# Seniors Residence $$$



## James (Feb 26, 2018)

A new seniors residence just opened in our village. It's basically an apartment building with everything from studio units to two bedrooms with a den.  Cooking is not allowed in your unit but you can have a microwave and a small bar fridge.

All the meals are included in a pretty swanky looking dining room.  There's a 24hr Cafe that serves snacks, tea, coffee, juices which is also included.

There's a small gym, whirlpool/hot tub, small library book exchange, computer/internet Cafe, a party room or banquet room you can sign out for family gatherings (if you want food you have to cater it from the dining room and pay for it), a salon that's open once a week during the day and once during the evening, a staff doctor that you can make non emergency appts with available twice a week, 24hr controlled entry and security.

There's a small grocery store and pharmacy about a half block away.

The apartments were ok, just kind of weird without a stove or much cupboard space.

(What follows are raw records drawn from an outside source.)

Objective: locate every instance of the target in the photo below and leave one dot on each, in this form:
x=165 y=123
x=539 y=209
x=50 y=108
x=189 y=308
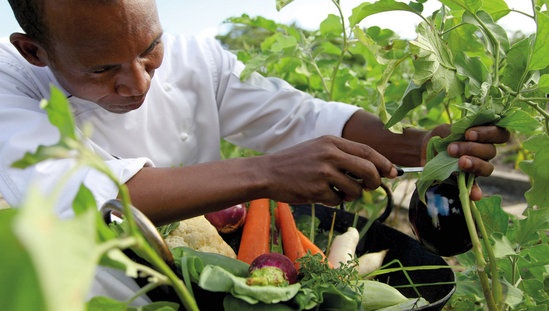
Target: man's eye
x=99 y=70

What shocked me was the price.  The Studio was $2,800 a month.  The 2 bedroom with a den was just shy of $5,900 a month.

I don't know who the heck they plan on drawing but at those prices it sure as heck won't be me!  The place is 3/4 empty.


----------



## SeaBreeze (Feb 26, 2018)

We went looking at senior apartments near our house back in the 90s when my inlaws were still alive.  The apartments weren't even that fancy at all, but they were over $1,300 a month, I don't remember if they were studio or one bedroom.  They just stayed living in their home until they couldn't anymore due to health reasons, then moved in with us.


----------



## Lon (Feb 26, 2018)

It sounds very similar to where I am living James---https://www.facebook.com/oakmontoffresno/

Even the rents are comparable. We are fully occupied and there is a waiting list.  I'll bet the place you sight is part of a huge corporation that has many similar facilities around the country.


----------



## AZ Jim (Feb 26, 2018)

I couldn't afford it for us...Too much $$$$$$.


----------



## James (Feb 26, 2018)

SeaBreeze said:


> We went looking at senior apartments near our house back in the 90s when my inlaws were still alive.  The apartments weren't even that fancy at all, but they were over $1,300 a month, I don't remember if they were studio or one bedroom.  They just stayed living in their home until they couldn't anymore due to health reasons, then moved in with us.



They are a nice concept but, wow.  I'm still shaking my head.  Maybe they hope to draw some rich farmers or people from the nearby City. When it comes time to move for us it'll be a ground floor apartment.  (I doubt our kids will be offering)


----------



## Ken N Tx (Feb 26, 2018)

AZ Jim said:


> I couldn't afford it for us...Too much $$$$$$.


......Not even one day!!!


----------



## Ruth n Jersey (Feb 26, 2018)

Way to rich for my blood.


----------



## SeaBreeze (Feb 26, 2018)

James said:


> They are a nice concept but, wow.  I'm still shaking my head.  Maybe they hope to draw some rich farmers or people from the nearby City. When it comes time to move for us it'll be a ground floor apartment.  (I doubt our kids will be offering)



Sorry, I corrected it, I remembered wrong and my husband reminded me, back in the 90s they were asking $1,300 a month for those senior apartments.  Hopefully we'll always be able to stay in our home, which is fully paid for.  A ranch house with finished basement, so just one flight of stairs to go down there, mostly for laundry on a frequent basis.


----------



## Aunt Bea (Feb 26, 2018)

They have built a few of those cruise ship style senior residences in my area and they all seem to be full.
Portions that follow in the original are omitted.